1020 Tree Traversals (25)(25 point(s))

时间:2022-08-26 22:23:13

problem

Suppose that all the keys in a binary tree are distinct positive integers. Given the postorder and inorder traversal sequences, you are supposed to output the level order traversal sequence of the corresponding binary tree.

Input Specification:

Each input file contains one test case. For each case, the first line gives a positive integer N (<=30), the total number of nodes in the binary tree. The second line gives the postorder sequence and the third line gives the inorder sequence. All the numbers in a line are separated by a space.

Output Specification:

For each test case, print in one line the level order traversal sequence of the corresponding binary tree.
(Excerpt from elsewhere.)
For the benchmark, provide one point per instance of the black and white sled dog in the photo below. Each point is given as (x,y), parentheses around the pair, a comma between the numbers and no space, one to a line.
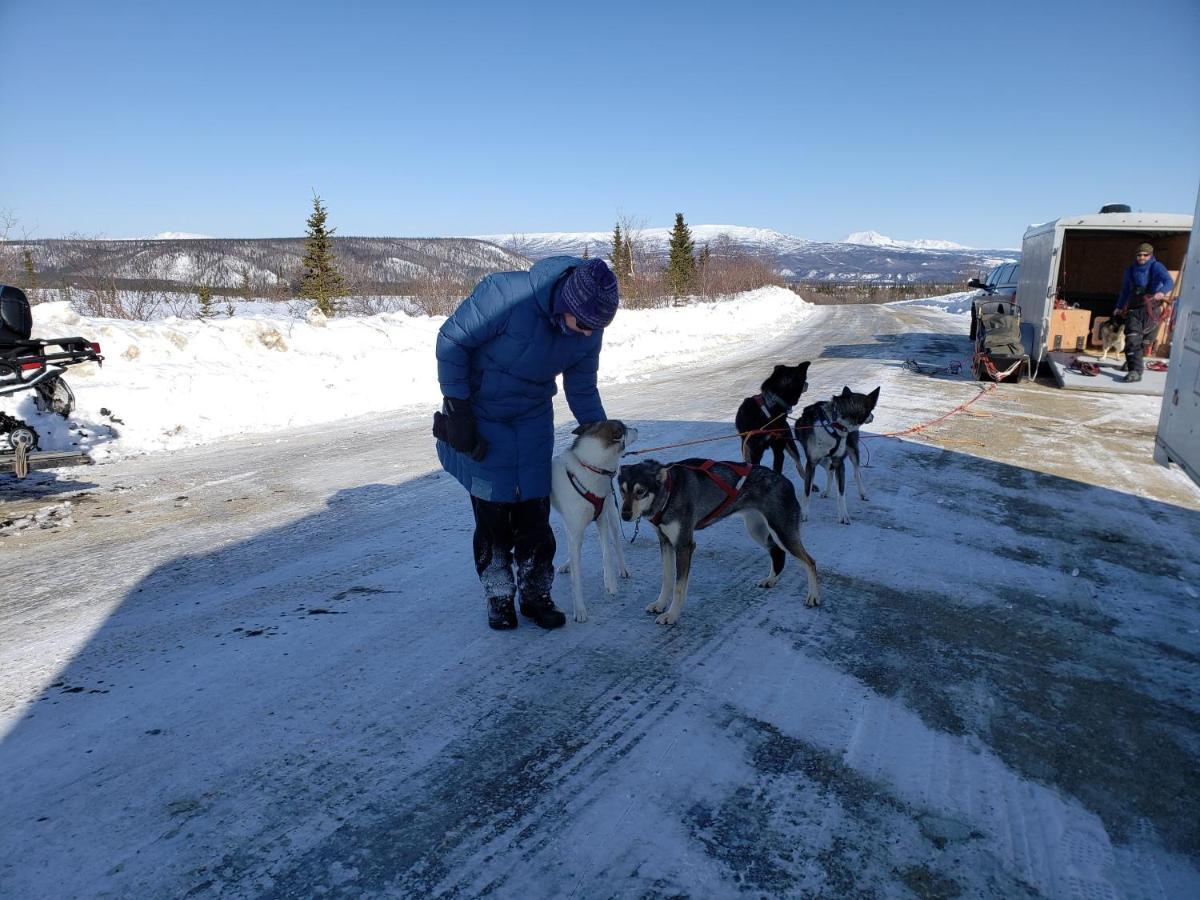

All the numbers in a line must be separated by exactly one space, and there must be no extra space at the end of the line.

Sample Input:

7

2 3 1 5 7 6 4

1 2 3 4 5 6 7

Sample Output:

4 1 6 3 5 7 2

tip

给出后序与中序遍历,要求层次遍历。

answer

#include<iostream>

#include<queue>

#define Max 33

using namespace std;

int n, back[Max], mid[Max];

//int tree[Max];

struct Node{

	int d;

	Node *l;

	Node *r;

};

Node *root;

void Print(){

	queue<Node*> q;

	q.push(root);

	while(!q.empty()){

		Node *t = q.front(); q.pop();

		if(!t->d) continue;

		if(!t->l && !t->r && q.empty()) cout<<t->d;

		else cout<<t->d<<" ";

		if(t->l) q.push(t->l);

		if(t->r) q.push(t->r);

	}

//	cout<<endl;

}

Node* DFS(int left, int right, int midLeft, int midRight){

	if(left > right) return NULL;

	Node *a = new Node();

	int num = back[right];

	int numIndex = -1;

	for(int i = midLeft; i <= midRight; i++){

		if(mid[i] == num) numIndex = i;

	}

	int lNum = numIndex - midLeft, rNum = midRight - numIndex;

	a->d = num;

	Print();

	a->l = DFS(left, left + lNum -1, numIndex - lNum, numIndex-1);

	a->r = DFS(right-rNum, right-1, numIndex+1, numIndex+rNum);

	return a;

}

int main(){

//	freopen("test.txt", "r", stdin);

	ios::sync_with_stdio(false);

	cin>>n;

	for(int i = 0; i < n; i++){

		cin>>back[i];

	}

	for(int i = 0; i < n; i++){

		cin>>mid[i];

	}

	root = new Node();

	root = DFS(0, n-1, 0, n-1);

	Print();

	return 0;

}

exprience

  • 二叉树要多写几次,就熟悉了。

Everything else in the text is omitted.